NC unemployment: More sought work in March, found jobs

Published 12:00 am Monday, April 21, 2014

RALEIGH — Almost 8,000 more people were either working or looking for jobs in March, a shift from a trend that indicated people were dropping out of the labor force, the state Commerce Department reported today.
In the past year, only March and January showed an increase in the number of North Carolina residents working or hunting for jobs. Detailed data for September was not released because of the federal government shutdown last fall and the state agency did not respond to requests for the figures. The state’s labor force of potential or active workers shrank by nearly 50,000 since March 2013.
The report showing both the state’s employment and its workforce increasing diminishes, at least for a month, arguments that the sharply improving unemployment rate was due largely to discouraged job-seekers giving up than finding jobs that are becoming increasingly available.
A federal report released Friday said North Carolina’s jobless rate fell in March to 6.3 percent from 6.4 percent in February. North Carolina trailed only Florida as employers in 34 states increased nonfarm payrolls last month, the U.S. Bureau of Labor Statistics reported. The state’s March jobless rate was below the national average for the second straight month and remained the lowest it’s been in more than five years.
Gov. Pat McCrory again claimed the credit for the improving unemployment rate is due to decisions by him and fellow Republicans in the General Assembly last year. Those included cutting taxes, trimming unemployment benefits and terminating extended benefits for the long-term jobless.

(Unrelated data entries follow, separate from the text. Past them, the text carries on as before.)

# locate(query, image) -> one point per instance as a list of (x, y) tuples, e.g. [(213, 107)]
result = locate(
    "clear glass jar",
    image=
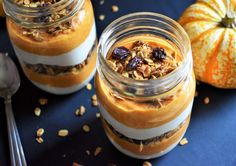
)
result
[(55, 43), (145, 118)]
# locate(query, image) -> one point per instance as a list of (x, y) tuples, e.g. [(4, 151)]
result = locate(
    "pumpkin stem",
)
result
[(229, 22)]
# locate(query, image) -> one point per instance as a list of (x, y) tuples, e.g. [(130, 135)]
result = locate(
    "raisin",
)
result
[(159, 53), (120, 53), (133, 63)]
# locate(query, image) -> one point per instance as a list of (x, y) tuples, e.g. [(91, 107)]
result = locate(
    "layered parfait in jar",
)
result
[(145, 84), (55, 42)]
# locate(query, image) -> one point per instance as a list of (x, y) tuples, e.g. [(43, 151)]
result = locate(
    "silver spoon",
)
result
[(9, 84)]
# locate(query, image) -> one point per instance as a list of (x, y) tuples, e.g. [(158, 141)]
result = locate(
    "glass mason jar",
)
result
[(145, 118), (54, 42)]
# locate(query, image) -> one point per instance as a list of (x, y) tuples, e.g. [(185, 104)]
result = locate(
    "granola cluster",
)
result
[(62, 27), (142, 61)]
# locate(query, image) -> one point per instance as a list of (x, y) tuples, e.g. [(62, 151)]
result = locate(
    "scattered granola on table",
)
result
[(37, 111), (97, 151), (115, 8), (63, 133), (43, 101), (61, 28), (206, 100), (81, 111), (86, 128), (101, 17), (183, 142), (147, 163)]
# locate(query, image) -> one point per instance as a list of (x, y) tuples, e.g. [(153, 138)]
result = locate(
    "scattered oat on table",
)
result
[(206, 100), (89, 86), (97, 151), (86, 128), (94, 97), (87, 152), (183, 142), (63, 133), (102, 17), (95, 103), (115, 8), (39, 140), (81, 111), (37, 111), (40, 132), (102, 2), (147, 163), (43, 101)]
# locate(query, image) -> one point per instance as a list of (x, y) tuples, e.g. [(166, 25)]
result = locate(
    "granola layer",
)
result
[(69, 78), (150, 148), (55, 40)]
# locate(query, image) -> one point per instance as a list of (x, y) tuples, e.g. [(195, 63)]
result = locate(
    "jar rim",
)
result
[(161, 81)]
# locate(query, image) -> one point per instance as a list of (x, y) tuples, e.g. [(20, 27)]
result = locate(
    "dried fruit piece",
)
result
[(39, 140), (133, 63), (159, 53), (146, 163), (120, 53), (63, 133), (86, 128), (184, 141), (97, 151), (40, 132), (37, 111)]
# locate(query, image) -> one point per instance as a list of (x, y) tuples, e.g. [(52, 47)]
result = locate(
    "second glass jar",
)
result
[(54, 42)]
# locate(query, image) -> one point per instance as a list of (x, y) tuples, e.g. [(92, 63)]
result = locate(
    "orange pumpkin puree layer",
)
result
[(67, 79), (151, 148), (54, 45)]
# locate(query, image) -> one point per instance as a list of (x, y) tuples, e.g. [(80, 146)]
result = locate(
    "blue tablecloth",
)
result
[(211, 134)]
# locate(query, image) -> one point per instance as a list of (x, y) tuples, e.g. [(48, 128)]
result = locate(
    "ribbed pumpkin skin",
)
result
[(213, 45)]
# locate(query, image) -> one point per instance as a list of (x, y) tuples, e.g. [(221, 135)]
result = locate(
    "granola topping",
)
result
[(59, 28), (143, 61)]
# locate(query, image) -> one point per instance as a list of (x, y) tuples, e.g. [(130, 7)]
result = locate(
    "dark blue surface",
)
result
[(211, 134)]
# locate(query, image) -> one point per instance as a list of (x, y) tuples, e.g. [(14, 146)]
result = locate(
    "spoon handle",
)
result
[(16, 150)]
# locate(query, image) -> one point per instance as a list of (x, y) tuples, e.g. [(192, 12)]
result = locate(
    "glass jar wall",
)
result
[(54, 42), (144, 118)]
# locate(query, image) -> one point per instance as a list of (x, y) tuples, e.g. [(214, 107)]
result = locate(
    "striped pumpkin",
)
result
[(211, 26)]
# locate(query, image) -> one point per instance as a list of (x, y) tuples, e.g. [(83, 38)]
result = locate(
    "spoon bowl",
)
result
[(9, 84), (9, 77)]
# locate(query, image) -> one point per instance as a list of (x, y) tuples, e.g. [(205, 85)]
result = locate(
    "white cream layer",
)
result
[(71, 58), (128, 153), (64, 91), (142, 134)]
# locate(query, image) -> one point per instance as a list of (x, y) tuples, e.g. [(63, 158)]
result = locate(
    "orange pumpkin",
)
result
[(211, 26)]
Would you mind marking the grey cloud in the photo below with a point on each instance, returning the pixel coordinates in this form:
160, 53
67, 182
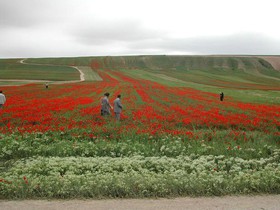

“The continued progress that we have made over the last 15 months is evidence that the policy changes we made are working,” McCrory said in a statement. “While we continue to see encouraging results, the hard work is far from over, and we will use the upcoming short session to pursue even more policies that put North Carolinians back to work.”
But economists for months have cautioned that North Carolina’s falling unemployment rate could be the result of people exiting the job market, either because they are discouraged about finding work or other reasons. People who had been required to look for jobs in order to receive benefits may have given up their hunts and were no longer counted as unemployed. Republican lawmakers have argued that cutting off unemployment benefits could be forcing people off their couch and into the workplace.
“Once the benefits were cut off, if you were surviving on the benefits comfortably, now you have to go work,” Barton College economics professor John Bethune said. “Either you’re going to find a job or you’re going to continue to be unemployed” but not counted in the jobless data.
Monday’s report indicated that a little more than half of the 106,000 people leaving the jobless rolls in the year ending in March did so because they became employed, with the rest leaving the labor force, Bethune said.
“Hopefully we’re trending in the right direction. It would be nice to see with the economy picking up that the labor force would start to grow,” he said.